Ketegasan MK Dinanti dalam Penyelesaian Sengketa Pemungutan Suara Ulang Pilkada

Jakarta – Wakil Ketua Komisi II DPR RI, Zulfikar Arse Sadikin, mendesak Mahkamah Konstitusi (MK) untuk bersikap tegas dalam menangani sengketa hasil Pemungutan Suara Ulang (PSU) Pilkada. Menurutnya, peserta pemilu yang telah melalui proses PSU seharusnya menerima hasil akhir tanpa mengajukan gugatan baru.

"Prinsipnya, ketika PSU sudah dilaksanakan, semua pihak harus menghormati keputusan tersebut. MK tidak boleh memberikan ruang bagi upaya memperpanjang sengketa yang hanya menciptakan ketidakpastian," tegas Zulfikar dalam pertemuan di Kantor Bawaslu RI, Jakarta Pusat.

Dia menambahkan, praktik pengajuan gugatan berulang dapat mengganggu stabilitas pemerintahan daerah dan merugikan masyarakat. "Jika PSU terus digugat, kapan pemerintahan daerah bisa berjalan efektif?
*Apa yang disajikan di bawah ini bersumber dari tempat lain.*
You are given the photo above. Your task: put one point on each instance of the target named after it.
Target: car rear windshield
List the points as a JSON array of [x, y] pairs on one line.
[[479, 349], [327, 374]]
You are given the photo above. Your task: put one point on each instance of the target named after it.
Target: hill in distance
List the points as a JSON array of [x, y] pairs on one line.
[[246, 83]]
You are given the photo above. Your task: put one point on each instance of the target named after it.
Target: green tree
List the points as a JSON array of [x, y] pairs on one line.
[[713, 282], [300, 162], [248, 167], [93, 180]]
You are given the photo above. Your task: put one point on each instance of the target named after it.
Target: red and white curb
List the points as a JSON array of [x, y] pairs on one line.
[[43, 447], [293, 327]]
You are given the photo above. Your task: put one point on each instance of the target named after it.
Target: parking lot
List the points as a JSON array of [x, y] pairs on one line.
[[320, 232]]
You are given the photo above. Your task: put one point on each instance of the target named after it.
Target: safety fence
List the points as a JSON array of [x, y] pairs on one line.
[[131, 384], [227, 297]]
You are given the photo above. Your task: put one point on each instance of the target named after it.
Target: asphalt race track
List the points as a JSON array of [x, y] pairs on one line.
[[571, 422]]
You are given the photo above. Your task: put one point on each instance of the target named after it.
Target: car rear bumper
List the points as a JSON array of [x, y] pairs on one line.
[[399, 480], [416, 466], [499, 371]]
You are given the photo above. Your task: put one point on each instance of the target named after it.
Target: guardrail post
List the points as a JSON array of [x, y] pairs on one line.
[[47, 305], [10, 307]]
Rakyatlah yang akhirnya menanggung konsekuensinya," ujarnya.

Zulfikar juga mengusulkan beberapa langkah strategis untuk mencegah sengketa berlarut-larut:

  • Komitmen Bersama Peserta Pilkada: Para calon perlu menandatangani pernyataan kesediaan menerima hasil PSU sebelum proses dimulai.
  • Penerapan Ambang Batas Gugatan: MK perlu menetapkan kriteria jelas untuk menerima atau menolak permohonan sengketa pilkada.
  • Penegasan Putusan Final: Hasil PSU harus dianggap sebagai keputusan yang mengikat dan tidak dapat diganggu gugat.

Saat ini, MK mencatat setidaknya tujuh gugatan terkait PSU dan rekapitulasi ulang, termasuk kasus di Kabupaten Puncak Jaya yang diajukan oleh Miren Kogoya dan Mendi Wonerengga. Beberapa daerah lain yang tengah menghadapi sengketa serupa meliputi:

  • Kabupaten Siak
  • Kabupaten Barito Utara
  • Kabupaten Pulau Taliabu
  • Kabupaten Buru
  • Kabupaten Banggai
  • Kabupaten Kepulauan Talaud

Zulfikar menegaskan, tanpa ketegasan MK, siklus sengketa pilkada berpotensi menjadi preseden buruk bagi demokrasi Indonesia.